Can I just go out with my saplings and plant on my street, green or in the
If you plan to risk “guerrilla planting” please do so at your own
expense. We have found local authorities and landowners most willing to
participate in our initiative and indeed have received financial support from 9
local authorities to date. Often there are plans for future development in
county plans/issues with drains/cables etc. which affect choice of planting
site. Would you like someone coming and planting things in your garden without
asking? Exactly, so it is important to have the permission of the landowner. The risk is great that the saplings will be removed by strimming etc.
unless your community planting is part of an agreed plan.
Do we supply hanging baskets or vegetables?
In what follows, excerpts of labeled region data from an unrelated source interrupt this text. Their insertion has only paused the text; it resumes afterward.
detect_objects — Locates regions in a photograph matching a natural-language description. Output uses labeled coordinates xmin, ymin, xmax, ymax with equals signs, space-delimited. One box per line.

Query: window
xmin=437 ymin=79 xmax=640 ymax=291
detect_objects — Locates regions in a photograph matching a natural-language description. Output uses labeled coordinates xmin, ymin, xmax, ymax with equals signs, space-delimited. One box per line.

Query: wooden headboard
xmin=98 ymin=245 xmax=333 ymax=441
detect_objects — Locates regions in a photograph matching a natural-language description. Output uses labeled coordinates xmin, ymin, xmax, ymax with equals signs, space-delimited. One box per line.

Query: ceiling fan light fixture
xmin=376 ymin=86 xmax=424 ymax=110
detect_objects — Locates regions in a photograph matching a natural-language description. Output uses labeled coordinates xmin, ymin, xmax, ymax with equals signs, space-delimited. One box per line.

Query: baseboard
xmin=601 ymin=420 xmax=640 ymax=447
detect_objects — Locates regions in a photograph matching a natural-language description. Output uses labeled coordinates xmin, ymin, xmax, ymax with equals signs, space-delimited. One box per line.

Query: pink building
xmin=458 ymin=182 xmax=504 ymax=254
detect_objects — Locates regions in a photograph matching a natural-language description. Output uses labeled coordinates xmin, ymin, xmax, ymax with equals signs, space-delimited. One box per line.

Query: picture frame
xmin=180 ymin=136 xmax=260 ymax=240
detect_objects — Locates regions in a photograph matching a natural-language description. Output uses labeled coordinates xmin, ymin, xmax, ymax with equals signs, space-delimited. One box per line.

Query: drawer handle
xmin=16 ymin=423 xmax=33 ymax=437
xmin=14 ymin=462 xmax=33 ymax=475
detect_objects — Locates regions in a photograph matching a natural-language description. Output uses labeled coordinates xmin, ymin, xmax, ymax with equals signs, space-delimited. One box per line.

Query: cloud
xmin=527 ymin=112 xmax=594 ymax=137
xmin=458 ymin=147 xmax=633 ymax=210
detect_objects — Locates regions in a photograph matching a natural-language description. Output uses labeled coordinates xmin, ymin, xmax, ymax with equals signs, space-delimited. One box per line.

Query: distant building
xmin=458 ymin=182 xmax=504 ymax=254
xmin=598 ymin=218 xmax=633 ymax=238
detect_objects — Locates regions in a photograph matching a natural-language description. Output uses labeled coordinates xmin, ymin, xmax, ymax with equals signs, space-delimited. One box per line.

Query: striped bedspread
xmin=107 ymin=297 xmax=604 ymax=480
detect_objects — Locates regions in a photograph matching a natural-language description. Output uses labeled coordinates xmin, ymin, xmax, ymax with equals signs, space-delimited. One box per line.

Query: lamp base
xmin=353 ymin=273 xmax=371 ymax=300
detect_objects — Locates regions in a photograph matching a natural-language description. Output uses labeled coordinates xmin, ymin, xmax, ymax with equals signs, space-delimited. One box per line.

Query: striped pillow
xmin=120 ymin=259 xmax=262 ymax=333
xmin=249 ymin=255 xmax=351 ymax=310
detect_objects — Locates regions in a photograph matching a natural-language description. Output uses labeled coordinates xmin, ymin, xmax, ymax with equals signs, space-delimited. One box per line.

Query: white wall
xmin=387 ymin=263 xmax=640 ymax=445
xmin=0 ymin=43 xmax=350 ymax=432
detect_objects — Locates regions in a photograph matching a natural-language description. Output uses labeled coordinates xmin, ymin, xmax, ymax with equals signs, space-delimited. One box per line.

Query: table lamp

Ok that is not a frequently asked question but we were asked these two
questions in the last fortnight as I write. When we have planted the million trees we plan
to plant more. At the end of the decade of restoration we will consider, with
the trillion trees planted worldwide, whether we want to then take on
vegetables or flowers. Lol. Best talk to the experts in these fields in the
meantime, e.g., Grow it Yourself Ireland, great organisation. Who incidentally
gave us a lot of help finding us orchard locations in Kilkenny!
Do you plant fruit trees?
If you want fruit trees from us, we run competitions from time to time; these cost us €17.00 each minimum and so we use them for special occasions. Keep an eye on our social media for such offers. You would be quicker to organise them yourself but if you have a really really good case for an orchard email us at email@example.com with Orchard in the subject line and we might be able to find a sponsor for your request.
How do I get trees?
Please send me your first and last name, address and eircode/postcode for your delivery, 2 phone numbers so that the van driver can reach you and does not have to wake us early in the morning or late at night if they cannot find where you are, an email address so we can contact you and how many you want; 100-300 . We will ask you to add them to our map as obviously we do not want to annoy the nurseries near you with people setting up some kind of shop lol. We are waiting to see what we can send this year – there has been a bit of a shortage of small-growing varieties that we like for hedgerow/understorey/garden varieties so if you are particular you may be disappointed; when they’re gone they’re gone. We have planned with our sponsors for a greater variety of smaller-growing species in the upcoming seasons from 2023 onwards.